Thanks! While I think the airplane ears are adorable, I was quite disappointed in her ears - her parents are both Americans and have good ears. Her twin brother also has good ears. She's 5th gen so that was disappointing - But she is super CUTE! And the fact that she was only 2.25 lbs when she was born made her even easier to spoil.


----------



## Haviris (Oct 7, 2007)

I love your mininubians! Hard not to when nubians and nigerians are my favorites!


----------



## lissablack (Nov 30, 2009)

Your kids are all darling! I love the airplane ears, but then I raise kinders, so of course I do. I had a sort of nubian looking kid this year, taller than the rest and not as sturdy, but he still looks beefier than these. So it must all be relative.

Jan


----------



## AlaskaBoers (May 7, 2008)

I Love them! 
Looked on your link too, gorgeous kids you got this year!


----------



## DebMc (Dec 11, 2009)

Beautiful babies! :balloons: Congrats on all the new additions.

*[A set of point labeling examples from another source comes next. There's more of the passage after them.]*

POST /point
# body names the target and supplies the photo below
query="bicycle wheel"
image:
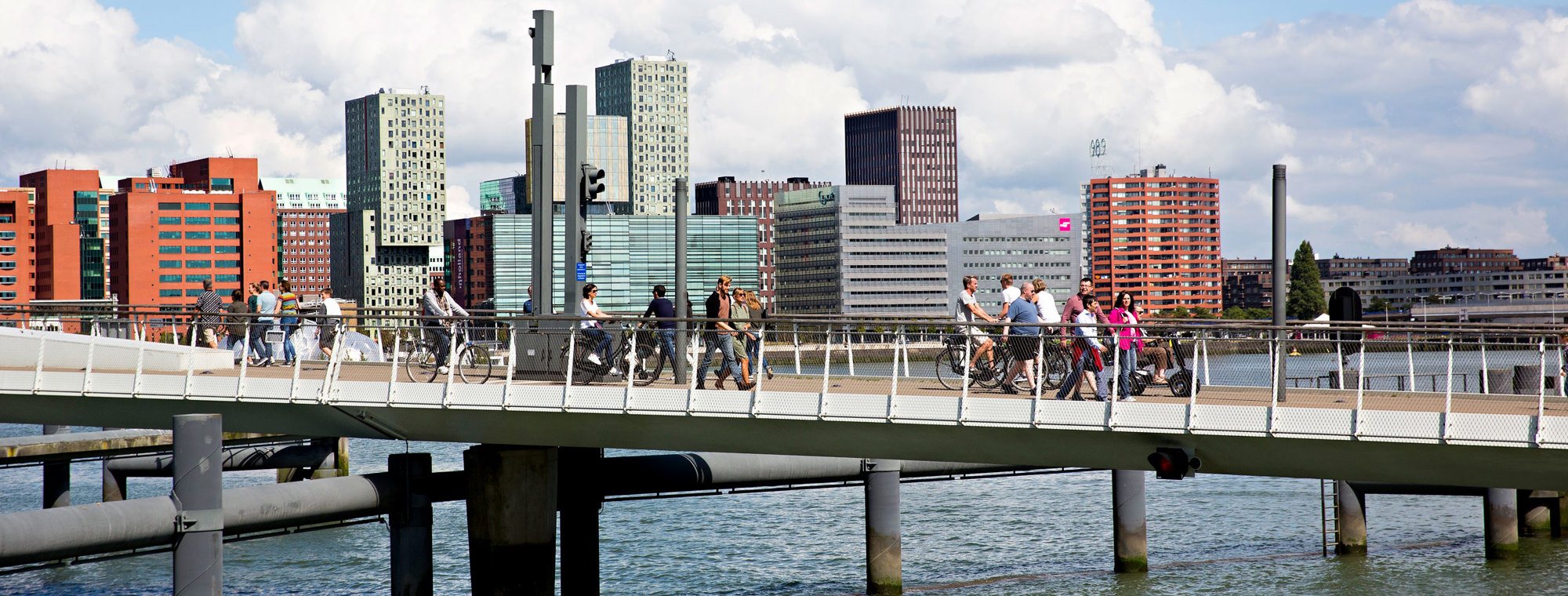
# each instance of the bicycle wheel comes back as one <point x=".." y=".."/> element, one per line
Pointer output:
<point x="474" y="365"/>
<point x="650" y="363"/>
<point x="421" y="366"/>
<point x="951" y="368"/>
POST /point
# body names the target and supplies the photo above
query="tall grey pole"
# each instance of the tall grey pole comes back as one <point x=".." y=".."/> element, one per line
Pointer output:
<point x="542" y="184"/>
<point x="57" y="476"/>
<point x="681" y="294"/>
<point x="198" y="504"/>
<point x="575" y="208"/>
<point x="884" y="539"/>
<point x="1280" y="282"/>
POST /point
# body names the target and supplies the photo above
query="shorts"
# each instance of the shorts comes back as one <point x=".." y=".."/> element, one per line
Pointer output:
<point x="1023" y="347"/>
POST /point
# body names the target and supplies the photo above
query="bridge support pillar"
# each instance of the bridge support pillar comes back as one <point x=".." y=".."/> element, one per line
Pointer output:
<point x="1503" y="523"/>
<point x="1541" y="514"/>
<point x="57" y="476"/>
<point x="512" y="520"/>
<point x="1352" y="520"/>
<point x="114" y="482"/>
<point x="413" y="572"/>
<point x="884" y="540"/>
<point x="198" y="501"/>
<point x="581" y="501"/>
<point x="1130" y="531"/>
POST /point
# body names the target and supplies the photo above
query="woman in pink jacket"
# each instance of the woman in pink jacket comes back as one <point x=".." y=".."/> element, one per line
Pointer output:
<point x="1130" y="340"/>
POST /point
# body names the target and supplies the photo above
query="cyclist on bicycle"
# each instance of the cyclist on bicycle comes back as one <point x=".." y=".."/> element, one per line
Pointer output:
<point x="592" y="332"/>
<point x="664" y="310"/>
<point x="440" y="303"/>
<point x="967" y="313"/>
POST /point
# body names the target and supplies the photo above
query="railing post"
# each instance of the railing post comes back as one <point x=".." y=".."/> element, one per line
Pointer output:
<point x="796" y="327"/>
<point x="1448" y="401"/>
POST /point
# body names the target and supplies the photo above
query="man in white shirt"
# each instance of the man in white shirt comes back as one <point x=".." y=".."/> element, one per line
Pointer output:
<point x="440" y="303"/>
<point x="967" y="311"/>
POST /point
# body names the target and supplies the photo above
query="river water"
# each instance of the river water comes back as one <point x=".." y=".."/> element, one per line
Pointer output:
<point x="1023" y="536"/>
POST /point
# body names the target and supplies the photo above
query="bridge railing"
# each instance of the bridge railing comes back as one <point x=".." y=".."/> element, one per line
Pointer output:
<point x="1487" y="383"/>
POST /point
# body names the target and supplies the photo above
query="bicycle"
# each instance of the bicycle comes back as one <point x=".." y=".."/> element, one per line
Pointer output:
<point x="473" y="363"/>
<point x="645" y="368"/>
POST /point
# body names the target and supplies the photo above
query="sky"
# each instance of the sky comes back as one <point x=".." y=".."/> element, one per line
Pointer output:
<point x="1404" y="126"/>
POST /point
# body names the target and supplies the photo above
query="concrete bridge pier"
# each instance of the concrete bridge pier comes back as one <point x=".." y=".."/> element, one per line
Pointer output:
<point x="1541" y="514"/>
<point x="884" y="540"/>
<point x="1503" y="523"/>
<point x="412" y="517"/>
<point x="1130" y="531"/>
<point x="57" y="476"/>
<point x="581" y="500"/>
<point x="512" y="518"/>
<point x="1352" y="520"/>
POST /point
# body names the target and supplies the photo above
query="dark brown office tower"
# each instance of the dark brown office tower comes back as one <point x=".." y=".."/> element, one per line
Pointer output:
<point x="915" y="150"/>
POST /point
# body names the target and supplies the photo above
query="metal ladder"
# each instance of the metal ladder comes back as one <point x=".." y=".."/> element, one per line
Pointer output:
<point x="1329" y="493"/>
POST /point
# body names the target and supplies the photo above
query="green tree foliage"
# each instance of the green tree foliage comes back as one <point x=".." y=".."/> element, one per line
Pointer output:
<point x="1307" y="294"/>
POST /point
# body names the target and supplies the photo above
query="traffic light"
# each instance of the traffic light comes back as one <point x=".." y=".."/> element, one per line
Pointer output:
<point x="592" y="186"/>
<point x="1174" y="463"/>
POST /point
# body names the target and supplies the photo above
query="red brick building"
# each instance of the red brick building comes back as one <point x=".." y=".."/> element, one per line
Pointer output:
<point x="752" y="198"/>
<point x="912" y="148"/>
<point x="1156" y="236"/>
<point x="71" y="255"/>
<point x="206" y="220"/>
<point x="18" y="256"/>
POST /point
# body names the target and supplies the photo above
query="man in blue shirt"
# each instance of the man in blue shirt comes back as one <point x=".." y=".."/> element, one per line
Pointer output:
<point x="664" y="310"/>
<point x="1023" y="340"/>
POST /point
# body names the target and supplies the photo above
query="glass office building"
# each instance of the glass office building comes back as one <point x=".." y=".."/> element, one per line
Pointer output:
<point x="631" y="255"/>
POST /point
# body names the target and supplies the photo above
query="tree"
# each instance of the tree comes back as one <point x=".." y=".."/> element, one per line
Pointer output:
<point x="1307" y="293"/>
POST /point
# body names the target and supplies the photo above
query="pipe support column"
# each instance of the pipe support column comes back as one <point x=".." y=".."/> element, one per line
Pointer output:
<point x="198" y="503"/>
<point x="1130" y="529"/>
<point x="512" y="520"/>
<point x="884" y="542"/>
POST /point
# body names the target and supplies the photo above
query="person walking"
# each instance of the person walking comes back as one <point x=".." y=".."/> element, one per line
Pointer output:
<point x="289" y="318"/>
<point x="238" y="324"/>
<point x="593" y="332"/>
<point x="438" y="305"/>
<point x="967" y="311"/>
<point x="332" y="318"/>
<point x="266" y="307"/>
<point x="1086" y="351"/>
<point x="662" y="310"/>
<point x="719" y="335"/>
<point x="209" y="321"/>
<point x="1025" y="338"/>
<point x="1130" y="341"/>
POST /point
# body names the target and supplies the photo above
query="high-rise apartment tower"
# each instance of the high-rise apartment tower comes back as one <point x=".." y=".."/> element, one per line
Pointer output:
<point x="652" y="93"/>
<point x="915" y="150"/>
<point x="397" y="197"/>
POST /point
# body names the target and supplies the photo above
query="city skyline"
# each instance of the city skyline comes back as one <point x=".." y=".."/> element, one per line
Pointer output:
<point x="1445" y="139"/>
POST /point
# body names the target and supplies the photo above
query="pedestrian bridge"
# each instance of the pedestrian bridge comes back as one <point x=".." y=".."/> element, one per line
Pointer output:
<point x="1456" y="405"/>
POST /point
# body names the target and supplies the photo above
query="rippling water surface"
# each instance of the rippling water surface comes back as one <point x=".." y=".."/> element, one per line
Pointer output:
<point x="1025" y="536"/>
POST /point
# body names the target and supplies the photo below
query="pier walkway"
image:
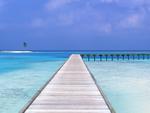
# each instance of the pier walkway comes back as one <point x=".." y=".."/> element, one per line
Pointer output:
<point x="71" y="90"/>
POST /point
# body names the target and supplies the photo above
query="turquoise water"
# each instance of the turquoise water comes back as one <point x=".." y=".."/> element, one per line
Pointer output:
<point x="21" y="75"/>
<point x="125" y="83"/>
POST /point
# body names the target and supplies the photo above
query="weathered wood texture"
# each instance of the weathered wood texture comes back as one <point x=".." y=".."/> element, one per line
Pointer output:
<point x="72" y="90"/>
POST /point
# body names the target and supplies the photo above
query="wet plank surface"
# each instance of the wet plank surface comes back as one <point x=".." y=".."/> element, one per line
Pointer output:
<point x="72" y="90"/>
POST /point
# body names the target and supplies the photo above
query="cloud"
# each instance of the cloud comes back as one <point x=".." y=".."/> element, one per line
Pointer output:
<point x="56" y="4"/>
<point x="94" y="15"/>
<point x="38" y="23"/>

Quite a productive year!

Deb Mc


----------



## FarmGirl18 (Oct 5, 2007)

Beautiful kids Eliya!!


----------



## kelebek (Oct 5, 2007)

Well you can totally send her here to me ---- I will give her a great home and a nice boyfriend


----------



## eliya (Nov 20, 2007)

Thanks everyone!



kelebek said:


> Well you can totally send her here to me ---- I will give her a great home and a nice boyfriend


LOL. I had a terrible time deciding if I should keep her or not. Her udder should be SPECTACULAR. And her conformation is gorgeous. onder: Anyway, after much deliberation, I decided to let her go as I had so many people with deposits. Well, somehow she is still here after I filled all my doeling deposits! So she is for sale (although if no one buys her I'll be happy to keep her!). I'm thinking that light buckskin buck with the incredible ears should bring her ears down.


----------



## FunnyRiverFarm (Sep 13, 2008)

OOh! That little girl with her ears sticking strait out...LOL! How cute is that?!  

Beautiful kiddos!


----------



## toth boer goats (Jul 20, 2008)

so cute.... :thumb:


----------



## redneck_acres (Oct 18, 2007)

Very colorful babies! And all beautiful to. Congrats!!!! I thought I was done having goats that had more than triplets-but I did have one surprise me with quads this year. Did you have many multiples born with your mini nubians this year?


----------



## mrs. lam (Apr 20, 2010)

Can I come play at your house? Is the house next door for sale? I could sleep in the barn, or a tent....how 'bout a tree house?  

Gina


----------



## kelebek (Oct 5, 2007)

How much are you asking for her? And where are you? Darn it - quit posting cute pics!!!!!


----------



## liz (Oct 5, 2007)

Eliya.....your babies are GORGEOUS!!! Those ears framing those petite little nubi faces shows just how much you have put into the breed :hug: Adorable!


----------



## eliya (Nov 20, 2007)

mrs. lam said:


> Can I come play at your house? Is the house next door for sale? I could sleep in the barn, or a tent....how 'bout a tree house?


Sure Gina!



redneck_acres said:


> Very colorful babies! And all beautiful to. Congrats!!!! I thought I was done having goats that had more than triplets-but I did have one surprise me with quads this year. Did you have many multiples born with your mini nubians this year?


Thanks Brianna! I had one set of quads. Most of the rest were triplets and twins. Three does had singles which is pretty unusual for my herd. Molly who is due any day is getting HUGE. She had quints last year. I'm expecting 3-4 from her this time. I wouldn't be too surprised if she had 5 either.



kelebek said:


> How much are you asking for her? And where are you? Darn it - quit posting cute pics!!!!!


LOL Allison! I know, posting pictures is kind of mean. But they're too fun to keep to myself! I am asking $300 for the little one. You can see her parents on my website here: 
Sire: http://greengablesmininubians.com/Bucks/Grant.htm 
Dam: http://greengablesmininubians.com/Does/Sapphire.htm

I am located in Wisconsin. About 2 hours east of St. Paul, MN.


----------



## ohiogoatgirl (Jan 31, 2010)

aw! so cute! i am definitely getting a nubian! who could resist those faces? and those ears?! completely adorable!!!


----------



## mrs. lam (Apr 20, 2010)

Be careful Ohiogoatgirl. It starts with one....then BOOM! Ears everywhere! :laugh: 

Gina


----------



## comingsummers (May 6, 2010)

What a cute bunch of babies. While I'm not a big fan of how nubian adults look, the kids always make me think that maybe I want "just one"... And those minis are even worse. Good job!


----------



## Sweet Gum Minis (Oct 6, 2007)

Gorgeous babies as always Eliya! I love going to your site to admire your beautiful mini-nubies! I'm starting up in mini-manchas and just love the mini programs. I love your goatlies!


----------